Variation of lipoprotein associated phospholipase A2 across demographic characteristics and cardiovascular risk factors: a systematic review of the literature

John Gregson, Heide A Stirnadel-Farrant, Indraraj Umesh Doobaree, Carol Koro
Atherosclerosis 2012, 225 (1): 11-21

BACKGROUND: Lipoprotein association phospholipase A2 (Lp-PLA(2)), an enzyme which has been found in atherosclerotic plaque is currently under investigation in large Phase III clinical trials of vascular disease prevention. We assessed in a variety of different population settings variation of Lp-PLA(2) mass and activity across gender, ethnicity, diabetes, kidney disease and metabolic syndrome. We also assessed correlations with measures of circulating lipids, systemic inflammation and adiposity.

METHODS: Systematic review of studies measuring Lp-PLA(2) and at least one of the relevant characteristics in >50 participants.

RESULTS: We identified a total of 77 studies involving 102,499 participants meeting the inclusion criteria.
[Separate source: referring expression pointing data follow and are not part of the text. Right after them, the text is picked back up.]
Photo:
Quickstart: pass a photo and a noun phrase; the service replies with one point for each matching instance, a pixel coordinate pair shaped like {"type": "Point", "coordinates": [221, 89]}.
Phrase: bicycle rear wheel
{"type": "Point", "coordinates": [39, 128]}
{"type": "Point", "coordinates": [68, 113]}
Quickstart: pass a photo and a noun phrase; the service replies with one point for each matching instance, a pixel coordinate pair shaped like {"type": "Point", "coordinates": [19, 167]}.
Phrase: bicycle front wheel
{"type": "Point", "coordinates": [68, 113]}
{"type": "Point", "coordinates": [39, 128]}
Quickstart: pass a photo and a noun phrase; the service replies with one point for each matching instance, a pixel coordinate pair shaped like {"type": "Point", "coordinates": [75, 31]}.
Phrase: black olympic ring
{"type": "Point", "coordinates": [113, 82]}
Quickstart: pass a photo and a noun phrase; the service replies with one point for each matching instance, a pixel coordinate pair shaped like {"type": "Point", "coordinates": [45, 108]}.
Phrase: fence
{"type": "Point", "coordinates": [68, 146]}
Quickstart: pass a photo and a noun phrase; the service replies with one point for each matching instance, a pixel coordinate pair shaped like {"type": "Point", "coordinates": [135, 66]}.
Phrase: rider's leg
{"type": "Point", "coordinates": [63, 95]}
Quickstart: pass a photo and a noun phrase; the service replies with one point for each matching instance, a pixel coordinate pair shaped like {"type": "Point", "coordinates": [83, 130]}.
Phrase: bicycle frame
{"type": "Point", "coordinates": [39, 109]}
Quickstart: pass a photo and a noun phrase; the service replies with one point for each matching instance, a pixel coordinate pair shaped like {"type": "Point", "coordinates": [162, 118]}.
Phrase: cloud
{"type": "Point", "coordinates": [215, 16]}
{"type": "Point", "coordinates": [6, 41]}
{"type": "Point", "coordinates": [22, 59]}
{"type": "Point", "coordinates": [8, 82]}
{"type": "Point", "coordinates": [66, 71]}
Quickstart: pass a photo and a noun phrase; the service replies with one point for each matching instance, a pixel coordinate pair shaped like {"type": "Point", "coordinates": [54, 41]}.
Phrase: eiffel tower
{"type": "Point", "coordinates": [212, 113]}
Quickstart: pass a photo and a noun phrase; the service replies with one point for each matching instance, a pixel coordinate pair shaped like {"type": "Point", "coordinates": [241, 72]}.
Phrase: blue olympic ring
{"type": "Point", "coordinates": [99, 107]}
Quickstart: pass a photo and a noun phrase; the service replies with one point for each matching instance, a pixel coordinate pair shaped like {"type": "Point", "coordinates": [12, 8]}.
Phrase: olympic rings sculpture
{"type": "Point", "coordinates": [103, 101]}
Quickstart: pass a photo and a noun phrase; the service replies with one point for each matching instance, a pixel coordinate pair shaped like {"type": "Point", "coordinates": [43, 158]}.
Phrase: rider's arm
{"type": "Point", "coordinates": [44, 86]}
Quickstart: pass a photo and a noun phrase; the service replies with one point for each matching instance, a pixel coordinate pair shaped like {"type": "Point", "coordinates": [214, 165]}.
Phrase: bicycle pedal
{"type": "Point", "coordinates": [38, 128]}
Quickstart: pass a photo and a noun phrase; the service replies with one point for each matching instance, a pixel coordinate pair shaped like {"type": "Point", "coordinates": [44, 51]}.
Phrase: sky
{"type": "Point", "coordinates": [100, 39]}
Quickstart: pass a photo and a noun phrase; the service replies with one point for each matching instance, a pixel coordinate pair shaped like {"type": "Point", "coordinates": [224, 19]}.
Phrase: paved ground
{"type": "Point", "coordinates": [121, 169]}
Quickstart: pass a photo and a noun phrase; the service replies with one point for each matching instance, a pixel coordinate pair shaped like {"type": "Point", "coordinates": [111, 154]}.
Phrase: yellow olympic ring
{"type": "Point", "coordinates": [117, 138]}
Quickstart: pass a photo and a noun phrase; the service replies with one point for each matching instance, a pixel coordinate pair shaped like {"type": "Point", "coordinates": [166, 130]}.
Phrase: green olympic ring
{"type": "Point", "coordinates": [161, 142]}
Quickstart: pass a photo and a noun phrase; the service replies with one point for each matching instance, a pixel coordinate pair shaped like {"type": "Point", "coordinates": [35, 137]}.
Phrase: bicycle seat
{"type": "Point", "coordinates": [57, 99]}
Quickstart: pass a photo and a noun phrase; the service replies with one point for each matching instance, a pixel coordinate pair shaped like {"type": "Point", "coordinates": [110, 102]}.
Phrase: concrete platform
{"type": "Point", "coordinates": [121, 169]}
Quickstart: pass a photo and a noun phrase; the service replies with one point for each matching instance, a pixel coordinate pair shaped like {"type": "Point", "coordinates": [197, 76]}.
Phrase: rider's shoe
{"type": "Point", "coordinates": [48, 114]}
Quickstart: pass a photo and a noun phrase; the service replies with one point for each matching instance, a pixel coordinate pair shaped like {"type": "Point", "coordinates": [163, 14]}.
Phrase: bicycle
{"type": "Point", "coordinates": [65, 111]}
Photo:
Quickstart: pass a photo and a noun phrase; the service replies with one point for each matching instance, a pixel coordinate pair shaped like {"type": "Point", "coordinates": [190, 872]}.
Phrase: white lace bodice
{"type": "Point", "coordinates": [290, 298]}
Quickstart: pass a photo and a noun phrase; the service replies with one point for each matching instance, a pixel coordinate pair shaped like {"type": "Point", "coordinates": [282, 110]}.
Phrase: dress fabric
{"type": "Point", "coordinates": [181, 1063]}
Lp-PLA(2) mass and activity were consistently approximately 10% higher in males than females and 15% higher in Caucasians than African Americans or Hispanics. There were no clear associations of Lp-PLA(2) mass or activity with type II diabetes, markers of systemic inflammation (C-reactive protein, fibrinogen) or with body mass index. Correlations of Lp-PLA(2) mass or activity with low density lipoprotein cholesterol and apolipoprotein B were moderate and positive, whilst correlations with high density lipoprotein cholesterol were negative and moderate to weak. There was no clear differences in associations with any of the above characteristics in groups defined based upon prevalent cardiovascular disease or its risk factors.

CONCLUSIONS: Despite considerable variability in absolute levels of Lp-PLA(2) across studies, the variability of Lp-PLA(2) across gender, ethnicity, and levels of circulating lipids and markers of systemic inflammation are more consistent and appear not to vary importantly across categories defined by CVD or its risk factors.